Reserve Management and Application Plans

To avoid the “fund-holding entity” risk, charities should maintain a written reserves policy that specifies the maximum level of reserves the charity will hold and the timeframe within which reserves will be applied to charitable projects. The IRD’s guidance suggests that reserves should not exceed two years’ operating expenses unless the charity has a specific, documented plan for their application. Charities that accumulate reserves for a specific capital project—such as building a new school—should maintain a project plan with timelines and budget estimates to demonstrate that the reserves are being held for a specific charitable purpose rather than for investment.

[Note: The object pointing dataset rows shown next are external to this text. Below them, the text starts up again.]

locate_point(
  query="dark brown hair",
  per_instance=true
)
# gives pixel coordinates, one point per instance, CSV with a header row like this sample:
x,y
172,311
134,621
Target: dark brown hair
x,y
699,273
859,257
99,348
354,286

Offshore Investment Management

Charities that invest their reserves in offshore markets—such as US equities, European bonds, or Asian private equity—face additional compliance risks. The IRD’s position is that investment income is generally exempt from tax if the investments are held as “capital” rather than “trading” assets. However, the IRD may characterize active trading of investments as a separate business, particularly if the charity employs professional investment managers and generates significant trading profits. The 2024 IRD guidance notes at paragraph 31 that “where a charity engages in frequent buying and selling of investments with a view to profit, the profits may be subject to profits tax, even if the profits are applied to charitable purposes.” Charities with significant investment portfolios should seek a specific IRD ruling on the tax treatment of their investment activities.

Actionable Takeaways

  1. Conduct an annual “Section 88 compliance audit” that reviews all income-generating activities against the IRD’s five operational conditions, with particular focus on the “incidental trading” test and the 50% income threshold from DIPN 46.
  2. Segregate any trading activity that generates more than 20% of total charity income into a separate taxable entity, with the trading entity making deductible charitable donations to the Section 88 charity.
  3. Maintain a written reserves policy that limits accumulated reserves to no more than two years’ operating expenses, and file annual Form IR1249 returns even in years with no income.
  4. Document all trustee and officer transactions at arm’s length, with independent valuations for any property leases or service agreements between the charity and related parties.
  5. For charities with offshore investments, obtain a specific IRD ruling on whether the investment activity constitutes a trade or business, and maintain records demonstrating that investments are held as capital assets with a long-term horizon.

本文不構成稅務建議。涉及個人稅務情況請諮詢持牌會計師或稅務師。This does not constitute tax advice. Consult a licensed CPA or tax advisor for your specific situation.